Moving from poured in place ramps and girders, tunnels and bridges, transmission towers, signage and shelters, let’s make infrastructure and public spaces work for the property and the community. Urban properties are notorious for windswept plazas with waist-high planters, possible public art and well protected water features. Shopping centers are only notorious for parking lots and islands. Shelters from the weather and even something as simple as benches are missing almost everywhere. And public bathrooms are nowhere to be found. Pedestrians are likely to move through and over the open space without lasting experience, entertainment, excitement or relaxation. Opportunities are abound for enhancing these spaces and making them work for the property while also working for the community. Scale and scope are necessarily dependent on the resources of the site and the improvements. However, employees, clients, customers and their friends and families are going where the public spaces are accessible, inviting and fun. Follow them.

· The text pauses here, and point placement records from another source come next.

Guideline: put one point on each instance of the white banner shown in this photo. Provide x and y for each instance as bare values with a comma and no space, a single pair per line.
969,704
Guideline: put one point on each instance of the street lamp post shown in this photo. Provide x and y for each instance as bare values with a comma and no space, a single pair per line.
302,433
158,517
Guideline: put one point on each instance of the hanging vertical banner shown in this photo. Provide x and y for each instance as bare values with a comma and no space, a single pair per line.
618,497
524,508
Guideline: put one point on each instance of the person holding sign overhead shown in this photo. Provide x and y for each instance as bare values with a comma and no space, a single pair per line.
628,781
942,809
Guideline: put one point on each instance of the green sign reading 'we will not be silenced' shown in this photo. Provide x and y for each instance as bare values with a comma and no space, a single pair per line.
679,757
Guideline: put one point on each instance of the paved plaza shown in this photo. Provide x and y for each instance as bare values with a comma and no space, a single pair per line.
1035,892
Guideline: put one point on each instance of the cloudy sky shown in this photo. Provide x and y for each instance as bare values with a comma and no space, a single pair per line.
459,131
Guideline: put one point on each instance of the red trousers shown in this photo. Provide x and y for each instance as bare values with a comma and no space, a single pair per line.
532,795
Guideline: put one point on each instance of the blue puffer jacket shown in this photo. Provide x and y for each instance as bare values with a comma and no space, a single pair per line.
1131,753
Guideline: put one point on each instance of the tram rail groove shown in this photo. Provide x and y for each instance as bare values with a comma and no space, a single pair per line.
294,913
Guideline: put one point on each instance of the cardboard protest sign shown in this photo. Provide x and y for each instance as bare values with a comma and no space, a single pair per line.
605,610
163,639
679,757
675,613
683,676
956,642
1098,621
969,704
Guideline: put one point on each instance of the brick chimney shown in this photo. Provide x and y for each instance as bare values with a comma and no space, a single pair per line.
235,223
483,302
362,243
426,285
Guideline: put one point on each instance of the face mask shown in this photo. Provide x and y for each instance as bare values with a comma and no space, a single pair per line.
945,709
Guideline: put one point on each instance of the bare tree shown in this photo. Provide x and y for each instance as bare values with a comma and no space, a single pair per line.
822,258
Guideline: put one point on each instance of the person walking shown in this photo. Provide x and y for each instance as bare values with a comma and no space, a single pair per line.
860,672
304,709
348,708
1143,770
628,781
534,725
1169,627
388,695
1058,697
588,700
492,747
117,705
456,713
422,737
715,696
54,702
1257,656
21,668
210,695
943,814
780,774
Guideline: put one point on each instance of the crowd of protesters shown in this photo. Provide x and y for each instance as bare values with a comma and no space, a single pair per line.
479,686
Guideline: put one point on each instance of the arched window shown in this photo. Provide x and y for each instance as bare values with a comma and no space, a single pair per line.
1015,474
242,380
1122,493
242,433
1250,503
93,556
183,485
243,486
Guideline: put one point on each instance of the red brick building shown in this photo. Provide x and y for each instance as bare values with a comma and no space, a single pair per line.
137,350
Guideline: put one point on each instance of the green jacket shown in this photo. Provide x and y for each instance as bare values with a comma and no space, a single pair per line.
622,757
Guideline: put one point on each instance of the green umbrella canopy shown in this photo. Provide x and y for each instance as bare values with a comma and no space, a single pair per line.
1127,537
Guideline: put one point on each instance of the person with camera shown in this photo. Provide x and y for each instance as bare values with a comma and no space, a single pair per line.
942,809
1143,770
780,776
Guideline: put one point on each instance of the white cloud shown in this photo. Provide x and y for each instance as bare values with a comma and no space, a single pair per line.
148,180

Redefining infrastructure is a first step. Strategic linkages are increasingly compelling, efficient and technologically achievable. Mediating the priorities of the stakeholders is the pause that refreshes the landscape and built environment. For Boston, the Big Dig did it, making infrastructure an integral part of a much needed, long delayed, increasingly complicated traffic dilemma. All enhancing the built environment, accessibility and mobility and the natural opportunities of the urban community.

Now these challenges and opportunities are different. And so are the methodologies for integration and coordination. Better planning, better execution. Not just rhetoric. Precedents and best practices exist. We can do it. Let’s do it.

Happy new year and best for 2018!

David Kirk, CRE, MAI, FRICS, is principal and founder of Kirk & Company, Real Estate Counselors, Boston.